马皇后看着他激动得恨不得跳起来的样子,忍不住笑了:“重八,又不是你的孩子,你这么激动做什么?”
“咱替他们高兴!”老朱理直气壮,“等了这么久,终于生了!母子平安!这比打胜仗还高兴!”
天幕上,刘彻抱着孩子走进产房,让李知薇看孩子的画面,让马皇后的眼眶也红了:“那一瞬间,她一定觉得所有的辛苦都值得了。”
老朱看着天幕,难得温柔地说:“妹子,咱记得你生朱标的时候,咱也是这样的心情。”
马皇后伸手握住了他的手。
甘泉宫的清晨,阳光从窗棂间漏进来,落在榻上那一大一小的身影上。
李知薇侧躺着,看着身边的那个小小的襁褓。刘髆睡着了,呼吸轻柔而均匀,小嘴偶尔咂巴两下,像是在梦里喝奶。他的皮肤比刚出生时红润了一些,五官渐渐舒展,能看到刘彻的轮廓,也能看到她的影子。

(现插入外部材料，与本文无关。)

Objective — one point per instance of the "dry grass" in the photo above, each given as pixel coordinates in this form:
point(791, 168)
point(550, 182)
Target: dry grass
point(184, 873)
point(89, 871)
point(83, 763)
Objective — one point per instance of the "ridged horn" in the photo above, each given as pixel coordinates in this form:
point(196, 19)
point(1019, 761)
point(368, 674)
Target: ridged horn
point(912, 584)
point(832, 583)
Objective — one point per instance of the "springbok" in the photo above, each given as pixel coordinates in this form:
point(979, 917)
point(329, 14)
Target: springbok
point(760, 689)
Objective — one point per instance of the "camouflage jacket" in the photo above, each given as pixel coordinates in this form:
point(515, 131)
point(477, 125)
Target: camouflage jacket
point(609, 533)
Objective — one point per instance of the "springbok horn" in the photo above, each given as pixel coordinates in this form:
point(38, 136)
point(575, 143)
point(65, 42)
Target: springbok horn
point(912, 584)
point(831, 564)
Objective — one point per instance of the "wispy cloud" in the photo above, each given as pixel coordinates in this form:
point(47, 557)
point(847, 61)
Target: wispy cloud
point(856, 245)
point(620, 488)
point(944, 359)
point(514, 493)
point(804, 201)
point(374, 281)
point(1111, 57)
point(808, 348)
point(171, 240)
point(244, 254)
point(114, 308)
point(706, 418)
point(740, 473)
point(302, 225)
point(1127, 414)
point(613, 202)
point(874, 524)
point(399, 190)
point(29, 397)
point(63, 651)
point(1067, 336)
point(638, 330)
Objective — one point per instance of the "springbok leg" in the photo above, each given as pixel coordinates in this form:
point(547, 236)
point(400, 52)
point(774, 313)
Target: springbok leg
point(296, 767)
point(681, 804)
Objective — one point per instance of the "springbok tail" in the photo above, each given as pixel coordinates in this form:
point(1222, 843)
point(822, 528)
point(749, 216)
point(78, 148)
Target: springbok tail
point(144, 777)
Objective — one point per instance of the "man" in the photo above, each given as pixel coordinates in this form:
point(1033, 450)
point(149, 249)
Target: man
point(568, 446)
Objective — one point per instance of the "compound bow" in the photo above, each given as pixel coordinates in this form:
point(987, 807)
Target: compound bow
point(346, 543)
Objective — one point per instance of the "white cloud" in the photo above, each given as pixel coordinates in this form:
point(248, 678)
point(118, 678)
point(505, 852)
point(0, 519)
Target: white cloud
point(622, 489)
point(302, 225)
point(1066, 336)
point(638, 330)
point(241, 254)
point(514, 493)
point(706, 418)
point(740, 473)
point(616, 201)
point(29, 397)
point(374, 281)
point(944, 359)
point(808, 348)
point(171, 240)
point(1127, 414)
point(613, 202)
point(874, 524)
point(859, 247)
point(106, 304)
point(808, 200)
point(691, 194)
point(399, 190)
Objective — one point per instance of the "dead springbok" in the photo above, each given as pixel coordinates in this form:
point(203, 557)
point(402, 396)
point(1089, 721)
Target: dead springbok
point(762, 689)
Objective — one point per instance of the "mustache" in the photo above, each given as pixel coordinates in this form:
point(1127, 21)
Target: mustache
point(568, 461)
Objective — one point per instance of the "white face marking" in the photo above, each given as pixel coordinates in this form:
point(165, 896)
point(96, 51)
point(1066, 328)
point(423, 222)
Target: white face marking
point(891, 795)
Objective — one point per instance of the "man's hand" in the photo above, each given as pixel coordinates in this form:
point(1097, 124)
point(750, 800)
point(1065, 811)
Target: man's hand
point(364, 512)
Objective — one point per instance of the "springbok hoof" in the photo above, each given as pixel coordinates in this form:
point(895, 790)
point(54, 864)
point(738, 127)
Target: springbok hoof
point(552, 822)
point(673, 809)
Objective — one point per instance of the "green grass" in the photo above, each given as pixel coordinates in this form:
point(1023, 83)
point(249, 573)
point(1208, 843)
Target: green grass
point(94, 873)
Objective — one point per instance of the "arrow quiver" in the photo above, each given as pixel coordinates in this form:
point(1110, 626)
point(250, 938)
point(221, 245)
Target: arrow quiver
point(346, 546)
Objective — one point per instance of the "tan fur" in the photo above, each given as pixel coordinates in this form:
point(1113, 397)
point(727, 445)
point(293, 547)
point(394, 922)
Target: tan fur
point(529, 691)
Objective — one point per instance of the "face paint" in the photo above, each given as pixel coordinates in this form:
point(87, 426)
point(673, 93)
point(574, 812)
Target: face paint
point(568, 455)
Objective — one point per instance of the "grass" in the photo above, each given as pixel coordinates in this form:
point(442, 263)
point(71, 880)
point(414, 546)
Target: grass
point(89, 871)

刘彻坐在榻边,一只手覆在妻子背上,一只手轻轻搭在儿子的襁褓上。他没有说话,只是安静地看着他们,像是在看一件失而复得的珍宝。
“他长得像你。”李知薇轻声说。
“嘴巴像你。”刘彻低头看了看,“鼻子也像你。”
“眉毛像你。”
“眼睛还没睁开呢,你就知道像谁了?”
“臣妾知道。”李知薇笑了,“他一定是最好看的孩子。因为他有最好看的父皇和母妃。”
刘彻俯下身,在她额头上亲了一口,又在儿子的小额头上亲了一口:“朕这辈子,值了。”
窗外,春光初现。甘泉宫的冬天终于过去了,春天正在一步一步地走来。而一个新的生命,刚刚开始了他的旅程。